Watching Tom Brady Cruise Into a Super Bowl Parade Floatilla in His $2 Million Boat Will Make You Question Your Own Meaningless Existence
How many more ways can Tom Brady demonstrate to the rest of us mortals that he simply occupies a higher plane of existence than the rest of us? How many different ways can he leave us practically speechless as we try to describe his magical, surreal, fantasy life?
Cruising into a float parade that he himself brought into existence with his skill, intelligence, leadership and pure essence. In a setting that looks like a screensaver. On a day featuring weather out of a Tourism Board ad. Packed with locals who hadn't seen a Bucs playoff game in 13 years, never mind a victory parade. And here he comes cruising through the middle of it in a luxury watercraft fit for a James Bond villain. A pleasure boating dreadnought. A king boating like a king.
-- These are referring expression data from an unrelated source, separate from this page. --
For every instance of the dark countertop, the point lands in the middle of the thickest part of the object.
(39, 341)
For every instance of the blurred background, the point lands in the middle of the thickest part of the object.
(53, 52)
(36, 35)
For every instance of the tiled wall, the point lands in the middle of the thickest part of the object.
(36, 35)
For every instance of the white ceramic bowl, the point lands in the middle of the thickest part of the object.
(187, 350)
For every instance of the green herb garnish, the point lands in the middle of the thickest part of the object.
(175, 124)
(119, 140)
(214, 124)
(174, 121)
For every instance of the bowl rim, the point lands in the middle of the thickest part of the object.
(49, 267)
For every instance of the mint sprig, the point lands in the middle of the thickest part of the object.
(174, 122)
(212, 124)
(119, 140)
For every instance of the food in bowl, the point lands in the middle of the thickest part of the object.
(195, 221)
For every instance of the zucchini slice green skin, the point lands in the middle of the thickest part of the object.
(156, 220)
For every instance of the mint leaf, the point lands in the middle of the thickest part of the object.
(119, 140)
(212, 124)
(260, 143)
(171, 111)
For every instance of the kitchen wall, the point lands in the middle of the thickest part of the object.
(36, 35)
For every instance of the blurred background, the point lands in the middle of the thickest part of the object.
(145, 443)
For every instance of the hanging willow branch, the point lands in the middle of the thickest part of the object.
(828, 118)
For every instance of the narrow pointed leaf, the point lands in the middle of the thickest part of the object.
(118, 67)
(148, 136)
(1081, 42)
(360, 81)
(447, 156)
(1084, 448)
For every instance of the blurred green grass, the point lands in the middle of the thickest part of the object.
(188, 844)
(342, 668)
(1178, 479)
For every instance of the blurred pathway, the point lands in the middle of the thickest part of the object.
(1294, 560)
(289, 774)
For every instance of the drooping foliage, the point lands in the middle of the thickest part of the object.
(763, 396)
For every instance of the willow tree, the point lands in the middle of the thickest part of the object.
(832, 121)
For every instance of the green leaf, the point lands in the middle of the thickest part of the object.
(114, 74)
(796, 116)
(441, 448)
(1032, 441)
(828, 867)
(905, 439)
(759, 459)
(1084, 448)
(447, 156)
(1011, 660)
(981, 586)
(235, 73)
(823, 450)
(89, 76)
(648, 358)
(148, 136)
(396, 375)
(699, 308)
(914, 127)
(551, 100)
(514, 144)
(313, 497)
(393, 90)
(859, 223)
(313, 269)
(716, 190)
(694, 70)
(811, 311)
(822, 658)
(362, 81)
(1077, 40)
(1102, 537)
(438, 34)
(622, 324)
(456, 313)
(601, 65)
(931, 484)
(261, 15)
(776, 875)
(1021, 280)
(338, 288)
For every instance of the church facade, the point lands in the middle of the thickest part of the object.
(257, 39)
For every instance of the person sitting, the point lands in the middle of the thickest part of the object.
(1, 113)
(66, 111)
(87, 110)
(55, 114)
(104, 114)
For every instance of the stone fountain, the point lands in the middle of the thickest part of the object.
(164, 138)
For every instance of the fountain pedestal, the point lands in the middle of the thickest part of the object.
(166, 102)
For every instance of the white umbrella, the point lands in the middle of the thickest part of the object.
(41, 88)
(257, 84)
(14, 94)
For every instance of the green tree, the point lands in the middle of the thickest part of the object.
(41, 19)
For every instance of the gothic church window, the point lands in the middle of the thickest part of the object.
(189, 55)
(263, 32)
Sure, it's not the first time he's celebrated a championship of his own creation looking down at his adoring public over the gunwales of a boat. But even I, who've lived near Boston my whole life, have to admit there's a damned sight difference between rolling down Boylston St. in a floating diesel truck, dodging beers thrown at you by the pasty, frigid, tipsy drunks, precariously balanced on the snow bank-covered sidewalks, and casually cruising through the tropical waters of the Florida coast.
Every time you think the GOAT's life has reached its maximum success level, you see him a couple of days later and he's made it better. He doesn't even plateau. He just goes in this continuous, upward trajectory. His existence is one long peak, with no valleys.
And it's contagious than Covid, spreading to everyone around him in a positive way:
Goddammit, even Brady's teammates jokes are better than ours:
I'm just going to continue to wallow in the misery this is causing in Massholes like me. I'm going to dwell on it. And remember the happier times around here. When the boats had tires and the weather was miserable but Brady and Gronk were ours.
And I'm not going to stop until it happens again here, too. Even if it kills me. Which it might. But it'd still be better than living like this.